Promovido pelo Sesc (Serviço Social do Comércio) e pelas prefeituras paulistana e parisiense, o evento discutiu na semana passada, por três dias, problemas comuns às duas cidades.

Desconfiança
A partir da realidade de Paris, Caffet disse que a estrutura institucional metropolitana é difícil de montar por duas razões.
Primeiro, trata-se de um fenômeno ainda bem recente na França, onde o desenvolvimento de estruturas intermunicipais se iniciou após a sanção de uma lei federal em 99. A segunda razão é que, historicamente, a cidade de Paris, como capital do país, "sempre desprezou os municípios vizinhos ", afirmou o vice-prefeito.
"Em conseqüência desse desprezo, Paris teve, durante muito tempo, o hábito de exportar para os municípios vizinhos os pobres e o lixo. Então há uma certa desconfiança histórica. Por isso é melhor começar por projetos concretos, para que haja concordância sobre coisas que se podem fazer junto. Depois, quando os projetos começam a ser implementados e a confiança é estabelecida, vai ser possível pensar em alguma estrutura [metropolitana]", disse.
As semelhanças com a realidade da Grande São Paulo são muitas. Embora a região metropolitana exista, por lei, desde 1974, sua estrutura de gestão -da qual a única remanescente é a Emplasa (Empresa Paulista de Planejamento Urbano S.A.)- nunca chegou a ser montada. A exportação de população pobre para cidades vizinhas também ocorreu, acompanhando o processo de periferização impulsionado pelo aumento do custo de vida nas regiões centrais da cidade.

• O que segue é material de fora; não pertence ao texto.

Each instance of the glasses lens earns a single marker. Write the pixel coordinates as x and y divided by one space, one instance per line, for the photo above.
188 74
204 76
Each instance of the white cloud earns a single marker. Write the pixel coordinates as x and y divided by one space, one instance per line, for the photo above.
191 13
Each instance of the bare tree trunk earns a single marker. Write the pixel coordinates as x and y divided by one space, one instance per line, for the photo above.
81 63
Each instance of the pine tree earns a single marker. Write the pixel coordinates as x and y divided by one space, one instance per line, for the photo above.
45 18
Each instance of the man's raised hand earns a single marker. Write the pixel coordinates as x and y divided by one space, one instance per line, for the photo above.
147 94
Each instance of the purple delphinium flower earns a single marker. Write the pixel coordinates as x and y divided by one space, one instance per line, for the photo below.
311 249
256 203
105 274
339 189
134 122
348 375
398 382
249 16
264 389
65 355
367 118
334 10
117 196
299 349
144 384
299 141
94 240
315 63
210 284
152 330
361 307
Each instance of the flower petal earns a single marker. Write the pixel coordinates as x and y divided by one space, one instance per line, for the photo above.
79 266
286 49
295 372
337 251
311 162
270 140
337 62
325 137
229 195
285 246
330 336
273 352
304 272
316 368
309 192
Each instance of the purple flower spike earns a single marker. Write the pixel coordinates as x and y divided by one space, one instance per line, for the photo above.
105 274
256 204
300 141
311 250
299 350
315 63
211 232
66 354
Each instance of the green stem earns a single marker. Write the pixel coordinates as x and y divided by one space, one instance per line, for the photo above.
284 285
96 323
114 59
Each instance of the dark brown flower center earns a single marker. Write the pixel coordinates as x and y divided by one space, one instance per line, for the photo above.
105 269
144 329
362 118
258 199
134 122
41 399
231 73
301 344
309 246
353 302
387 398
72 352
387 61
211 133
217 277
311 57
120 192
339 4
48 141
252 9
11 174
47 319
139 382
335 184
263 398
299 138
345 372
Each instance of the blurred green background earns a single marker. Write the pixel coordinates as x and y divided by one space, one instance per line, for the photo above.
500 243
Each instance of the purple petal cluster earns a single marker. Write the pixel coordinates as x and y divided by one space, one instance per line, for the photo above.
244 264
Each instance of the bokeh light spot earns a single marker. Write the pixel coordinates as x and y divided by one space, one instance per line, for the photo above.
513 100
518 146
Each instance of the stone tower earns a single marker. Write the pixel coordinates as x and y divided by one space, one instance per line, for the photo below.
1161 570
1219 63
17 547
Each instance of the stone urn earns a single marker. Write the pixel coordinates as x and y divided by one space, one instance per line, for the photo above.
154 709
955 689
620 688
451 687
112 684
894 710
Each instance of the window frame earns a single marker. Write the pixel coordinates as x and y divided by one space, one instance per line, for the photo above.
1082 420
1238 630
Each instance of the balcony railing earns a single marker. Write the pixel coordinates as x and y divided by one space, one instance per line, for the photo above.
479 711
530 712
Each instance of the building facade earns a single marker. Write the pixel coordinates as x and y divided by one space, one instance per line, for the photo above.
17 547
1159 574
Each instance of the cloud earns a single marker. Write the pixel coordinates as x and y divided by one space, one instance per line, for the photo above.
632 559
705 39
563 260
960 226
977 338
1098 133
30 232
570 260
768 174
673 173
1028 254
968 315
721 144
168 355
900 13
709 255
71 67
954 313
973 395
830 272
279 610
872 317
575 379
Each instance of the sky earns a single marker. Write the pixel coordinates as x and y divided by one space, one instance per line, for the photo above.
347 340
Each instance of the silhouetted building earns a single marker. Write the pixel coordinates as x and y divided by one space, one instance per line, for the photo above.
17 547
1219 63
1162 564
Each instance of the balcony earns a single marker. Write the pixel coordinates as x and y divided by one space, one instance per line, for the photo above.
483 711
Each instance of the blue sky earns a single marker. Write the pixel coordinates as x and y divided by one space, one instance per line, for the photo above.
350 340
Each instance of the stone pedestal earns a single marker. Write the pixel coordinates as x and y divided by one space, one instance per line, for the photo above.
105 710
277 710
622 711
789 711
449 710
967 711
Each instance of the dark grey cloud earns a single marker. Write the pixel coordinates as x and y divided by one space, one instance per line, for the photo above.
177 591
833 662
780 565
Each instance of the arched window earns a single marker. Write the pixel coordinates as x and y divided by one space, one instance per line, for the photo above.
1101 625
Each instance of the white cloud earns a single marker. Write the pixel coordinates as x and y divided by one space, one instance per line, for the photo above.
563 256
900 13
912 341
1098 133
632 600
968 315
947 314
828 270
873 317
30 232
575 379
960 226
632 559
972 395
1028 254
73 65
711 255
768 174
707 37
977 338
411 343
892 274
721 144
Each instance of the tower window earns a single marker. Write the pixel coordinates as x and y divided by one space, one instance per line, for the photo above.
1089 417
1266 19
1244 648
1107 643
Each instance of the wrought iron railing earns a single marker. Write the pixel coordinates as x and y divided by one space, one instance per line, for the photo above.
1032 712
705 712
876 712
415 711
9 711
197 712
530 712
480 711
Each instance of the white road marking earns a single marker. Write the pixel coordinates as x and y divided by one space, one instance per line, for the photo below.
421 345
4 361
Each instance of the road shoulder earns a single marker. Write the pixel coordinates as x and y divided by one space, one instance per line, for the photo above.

Por outro lado, a capital também manteve, senão desprezo, um distanciamento histórico em relação às questões metropolitanas, reconhecido pela atual administração, que diz estar procurando recuperar o tempo perdido.
Um exemplo simbólico, mas considerado importante, foram as duas visitas feitas pela prefeita Marta Suplicy (PT) à nova sede do Consórcio Intermunicipal do Grande ABC, que, apesar de ser uma das mais bem-sucedidas experiências de gestão intermunicipal, fora ignorado pelas administrações paulistanas anteriores.
Os consórcios, fóruns intermunicipais e modelos inspirados nos comitês de bacias hidrográficas (com participação igualitária do Estado, das prefeituras e da sociedade) são defendidos por muitos municípios, inclusive São Paulo e Guarulhos (os dois maiores da Grande SP), que rejeitam a atual forma de gestão metropolitana, centrada no governo estadual.
Os ideais de um Legislativo intermunicipal e um prefeito metropolitano são difíceis de atingir, reconhecem os especialistas, e mais difíceis ainda de financiar.

Exemplo francês
Mas tais ideais foram rapidamente alcançados por diversas pequenas cidades francesas, em grande parte dos casos por imposição da necessidade.
Segundo Caffet, há milhares de instituições intermunicipais na França porque a maioria das 36 mil cidades do país -o Brasil tem cerca de 5.500- são muito pequenas para cuidar sozinhas de problemas como deposição do lixo e abastecimento de água.
Trabalhando juntas, elas conseguem também uma economia com o ganho de escala, afirma o vice-prefeito. Os cidadãos elegem os representantes que integrarão as instituições intermunicipais. São eles que decidem juntos sobre os projetos que vão ser realizados -a lei federal dá um apoio financeiro a esse tipo de ordenamento. "É um meio também de redistribuição da riqueza", diz Caffet.
Modelo semelhante funciona na região da Ile de France, que engloba Paris e mais sete distritos -nos quais se dividem 1.281 cidades e quase 11 milhões de pessoas. Há na região, porém, uma forte presença do governo federal, segundo o vice-prefeito, pelo fato de nela estar a capital do país.